Connecticut's top medical examiner wants to analyze the DNA of Adam Lanza in an attempt to learn more about what may have caused him to do what he did.
The 20-year-old was responsible for the Newtown, Conn., school massacre that left 20 children and six adults dead; he also killed his mother and himself.
The University of Connecticut genetics lab has offered to help analyze Lanza's DNA, but the goal is not to find a single diagnostic gene tied to violence.
According to Arthur Caplan, head of NYU's Bioethics Division, "a particular DNA message may indicate a propensity to behavior, but at best you might find associations to greater risk."
Whether or not Lanza possessed a so-called "warrior gene" that has become associated with psychopaths, there likely won't be a clear answer here.
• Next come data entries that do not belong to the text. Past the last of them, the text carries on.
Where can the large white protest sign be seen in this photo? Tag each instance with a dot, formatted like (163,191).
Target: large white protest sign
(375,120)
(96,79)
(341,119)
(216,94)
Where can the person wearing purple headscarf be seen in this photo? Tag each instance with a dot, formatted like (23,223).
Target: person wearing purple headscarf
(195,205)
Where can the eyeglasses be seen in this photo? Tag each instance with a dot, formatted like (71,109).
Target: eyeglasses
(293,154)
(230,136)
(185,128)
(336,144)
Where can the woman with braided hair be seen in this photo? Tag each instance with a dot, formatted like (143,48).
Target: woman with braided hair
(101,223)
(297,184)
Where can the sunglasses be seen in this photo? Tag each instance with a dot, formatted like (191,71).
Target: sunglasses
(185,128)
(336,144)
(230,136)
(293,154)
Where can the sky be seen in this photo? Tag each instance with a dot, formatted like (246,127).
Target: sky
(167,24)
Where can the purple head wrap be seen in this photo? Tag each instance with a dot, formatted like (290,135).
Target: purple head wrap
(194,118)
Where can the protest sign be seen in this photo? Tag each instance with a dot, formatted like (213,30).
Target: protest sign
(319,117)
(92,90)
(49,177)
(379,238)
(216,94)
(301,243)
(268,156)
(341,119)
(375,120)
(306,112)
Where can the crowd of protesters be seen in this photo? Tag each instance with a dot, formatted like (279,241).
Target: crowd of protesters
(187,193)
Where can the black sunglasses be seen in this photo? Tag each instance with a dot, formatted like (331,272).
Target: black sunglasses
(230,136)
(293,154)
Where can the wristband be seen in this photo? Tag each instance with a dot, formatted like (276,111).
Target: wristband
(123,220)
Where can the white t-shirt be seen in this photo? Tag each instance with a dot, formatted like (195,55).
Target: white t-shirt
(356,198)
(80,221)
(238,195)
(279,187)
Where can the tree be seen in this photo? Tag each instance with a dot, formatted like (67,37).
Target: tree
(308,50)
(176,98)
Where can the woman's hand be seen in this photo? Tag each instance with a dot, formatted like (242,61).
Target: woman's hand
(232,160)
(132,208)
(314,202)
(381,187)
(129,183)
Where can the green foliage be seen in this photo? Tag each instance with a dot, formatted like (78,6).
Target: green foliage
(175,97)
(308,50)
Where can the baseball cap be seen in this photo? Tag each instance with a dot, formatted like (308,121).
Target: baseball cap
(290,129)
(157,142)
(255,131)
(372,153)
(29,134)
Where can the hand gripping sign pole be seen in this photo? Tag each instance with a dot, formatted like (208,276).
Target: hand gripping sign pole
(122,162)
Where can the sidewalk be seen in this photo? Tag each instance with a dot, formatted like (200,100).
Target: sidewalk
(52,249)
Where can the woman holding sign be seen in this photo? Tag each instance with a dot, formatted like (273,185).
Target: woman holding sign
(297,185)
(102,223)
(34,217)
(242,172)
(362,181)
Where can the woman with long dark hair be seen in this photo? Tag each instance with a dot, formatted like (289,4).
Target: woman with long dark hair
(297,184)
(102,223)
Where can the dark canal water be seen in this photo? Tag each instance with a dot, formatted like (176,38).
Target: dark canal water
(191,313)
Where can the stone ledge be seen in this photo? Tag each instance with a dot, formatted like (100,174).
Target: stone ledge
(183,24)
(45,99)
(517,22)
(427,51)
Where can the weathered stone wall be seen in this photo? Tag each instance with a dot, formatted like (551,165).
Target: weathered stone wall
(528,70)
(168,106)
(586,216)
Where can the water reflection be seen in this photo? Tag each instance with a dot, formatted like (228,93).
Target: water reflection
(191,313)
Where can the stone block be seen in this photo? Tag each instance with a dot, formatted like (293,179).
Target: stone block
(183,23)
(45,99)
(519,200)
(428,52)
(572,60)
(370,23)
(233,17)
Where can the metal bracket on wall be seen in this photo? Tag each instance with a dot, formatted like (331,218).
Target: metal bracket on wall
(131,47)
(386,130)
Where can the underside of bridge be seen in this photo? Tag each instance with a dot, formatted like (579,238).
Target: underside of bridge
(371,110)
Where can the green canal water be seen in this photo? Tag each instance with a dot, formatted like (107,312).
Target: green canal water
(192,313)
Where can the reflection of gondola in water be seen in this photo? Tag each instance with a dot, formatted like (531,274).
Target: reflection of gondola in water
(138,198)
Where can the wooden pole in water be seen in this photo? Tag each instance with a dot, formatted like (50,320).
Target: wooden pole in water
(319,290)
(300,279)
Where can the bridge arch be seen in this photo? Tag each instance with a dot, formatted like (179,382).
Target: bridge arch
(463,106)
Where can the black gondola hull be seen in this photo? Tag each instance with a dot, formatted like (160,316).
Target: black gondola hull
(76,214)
Scientists are only beginning to understand the correlation between genes and behavior, and it takes more than a genetic predisposition to make someone violent.
"... There are some abnormalities that are related to aggressive behavior," said Dr. Arthur Beaudet, chairman of Baylor College of Medicine's department of molecular and human genetics.
"I don't think any one of these mutations would explain all of (the mass shooters), but some would have mutations that might be causing both schizophrenia and related violent behavior."
"I think we could learn more about it, and we should learn more about it."
Lanza's motive remains very much unclear, although some have suggested a fear of being committed may have driven him to this extreme end.